ADDIS ABABA, Ethiopia (Planet Defence) - The biennial review report of the continent's Comprehensive African Agriculture Development Programme reveals that the low productivity of the agricultural sector is due to the limited use of factors that enhance productivity, writes Jose Fucato in Addis Ababa, Ethiopia.
The Biennial Review Report serves as a powerful advocacy tool at the continental, regional, and national levels, triggering necessary policy actions for agricultural transformation in Africa by 2025. It is not just a reporting exercise for the Heads of State and Government Summit but also a learning exercise for countries to use the report's findings to adjust their National Agricultural Investment Plans (NAIP) to achieve better results, improve livelihoods, and create shared prosperity through agricultural transformation.

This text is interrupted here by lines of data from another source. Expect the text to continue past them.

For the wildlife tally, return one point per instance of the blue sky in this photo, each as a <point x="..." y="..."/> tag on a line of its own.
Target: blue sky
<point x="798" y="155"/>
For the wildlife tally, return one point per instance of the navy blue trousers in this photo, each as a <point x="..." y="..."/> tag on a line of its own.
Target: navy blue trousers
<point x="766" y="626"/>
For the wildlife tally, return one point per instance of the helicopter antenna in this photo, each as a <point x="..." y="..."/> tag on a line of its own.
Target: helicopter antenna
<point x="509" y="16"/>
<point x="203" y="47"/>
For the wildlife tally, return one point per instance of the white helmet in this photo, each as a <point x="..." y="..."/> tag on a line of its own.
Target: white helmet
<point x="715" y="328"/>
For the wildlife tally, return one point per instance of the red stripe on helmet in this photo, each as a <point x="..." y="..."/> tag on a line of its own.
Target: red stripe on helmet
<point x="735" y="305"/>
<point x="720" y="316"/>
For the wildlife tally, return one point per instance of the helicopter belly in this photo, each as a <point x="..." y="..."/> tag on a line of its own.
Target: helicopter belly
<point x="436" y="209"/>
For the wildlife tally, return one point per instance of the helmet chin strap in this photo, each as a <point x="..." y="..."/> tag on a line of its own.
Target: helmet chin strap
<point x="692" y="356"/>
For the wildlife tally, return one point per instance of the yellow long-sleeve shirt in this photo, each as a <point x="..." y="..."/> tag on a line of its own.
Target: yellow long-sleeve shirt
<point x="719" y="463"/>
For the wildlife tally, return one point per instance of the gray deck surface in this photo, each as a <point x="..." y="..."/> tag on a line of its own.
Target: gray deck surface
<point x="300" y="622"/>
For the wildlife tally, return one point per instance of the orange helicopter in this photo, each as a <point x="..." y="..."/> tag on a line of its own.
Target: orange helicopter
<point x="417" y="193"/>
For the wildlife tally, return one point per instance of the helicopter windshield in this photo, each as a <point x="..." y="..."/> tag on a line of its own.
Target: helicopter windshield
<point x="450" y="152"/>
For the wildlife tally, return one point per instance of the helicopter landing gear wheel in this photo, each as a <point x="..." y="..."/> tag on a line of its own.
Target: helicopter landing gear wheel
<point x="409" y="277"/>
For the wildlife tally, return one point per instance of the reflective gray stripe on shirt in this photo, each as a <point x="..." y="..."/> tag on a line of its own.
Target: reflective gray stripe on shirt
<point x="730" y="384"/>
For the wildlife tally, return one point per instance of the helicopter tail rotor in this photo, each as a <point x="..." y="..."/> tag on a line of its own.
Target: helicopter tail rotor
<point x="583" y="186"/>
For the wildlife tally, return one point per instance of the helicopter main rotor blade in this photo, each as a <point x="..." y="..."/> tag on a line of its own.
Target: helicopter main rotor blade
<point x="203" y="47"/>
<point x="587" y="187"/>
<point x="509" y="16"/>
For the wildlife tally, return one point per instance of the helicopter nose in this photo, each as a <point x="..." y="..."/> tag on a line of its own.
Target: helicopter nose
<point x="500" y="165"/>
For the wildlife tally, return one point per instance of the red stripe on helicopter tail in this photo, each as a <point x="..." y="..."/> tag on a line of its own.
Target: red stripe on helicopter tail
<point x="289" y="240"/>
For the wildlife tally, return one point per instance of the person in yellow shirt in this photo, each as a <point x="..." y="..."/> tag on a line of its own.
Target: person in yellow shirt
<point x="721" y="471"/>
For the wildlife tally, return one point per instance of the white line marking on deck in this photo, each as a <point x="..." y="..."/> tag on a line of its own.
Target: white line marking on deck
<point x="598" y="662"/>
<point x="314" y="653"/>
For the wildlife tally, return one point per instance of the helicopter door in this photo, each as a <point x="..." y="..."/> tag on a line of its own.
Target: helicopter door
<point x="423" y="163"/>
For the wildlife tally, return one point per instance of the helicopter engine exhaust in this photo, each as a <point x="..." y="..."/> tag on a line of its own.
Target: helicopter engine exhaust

The report recommends the development of irrigation and agricultural water management across the continent. It emphasizes the need to enhance irrigation technology to reach 100 percent of the irrigated arable crops area by 2025, aiming to eradicate hunger.
"The overall objective is to increase land productivity, stabilize income and consumption, and promote resilient livelihoods in the context of climate-related shocks, due to the high dependence on rainfed agriculture," the report states. This report serves as a monitoring tool for the Comprehensive African Agriculture Development Programme (CAADP).
The report highlights that doubling productivity and creating a resilient food system on the continent intrinsically depend on greater use of irrigation and other solutions for managing agricultural water resources, considering the unpredictability of rainfall in terms of duration and intensity due to climate change.
Continental data grouped in the report shows that over the 8-year period from 2015 to 2023, the irrigated area increased from 9.7 million hectares to 12.4 million hectares, with an annual average growth of 3.9%, based on the specific performance of the Member States.
Fifteen member states did not report data on this indicator. However, among those that did, some encouraging trends were noted, with nine countries on track, achieving the expected score of 9.5 for the fourth reference indicator. These countries include Benin, Cameroon, Congo, Equatorial Guinea, Ethiopia, Gambia, Mozambique, Niger, and Sierra Leone.
Additionally, eleven other countries, although not on track, have shown consistent progress in increasing their total irrigated farmland. These countries—Rwanda, Togo, Egypt, Botswana, Liberia, Tanzania, Malawi, Angola, Mauritania, Namibia, and Burundi—scored more than 50 percent of the expected reference value for the fourth biennial review report, which is necessary to achieve the Malabo objective of a 100 percent increase by 2025.
African experts and analysts have been monitoring the performance of member states in terms of access to irrigation technology, particularly the growth rate of the irrigated area from the 2015 reference value. The irrigated area is defined as functionally irrigated or equipped for irrigation, although technical and methodological challenges associated with measuring and estimating the total area often result in gross underestimates by member states.
Despite these challenges, there have been improvements across the continent. North Africa continues to have the largest irrigated cultivated area (4.8 million hectares), while the Central Africa region has around 71,464 hectares of irrigated cultivated area. During the review period (2015-2022), the West African region was the only area that experienced a reduction in irrigated cultivated area, which may be due to the failures and underutilization of many large irrigation systems.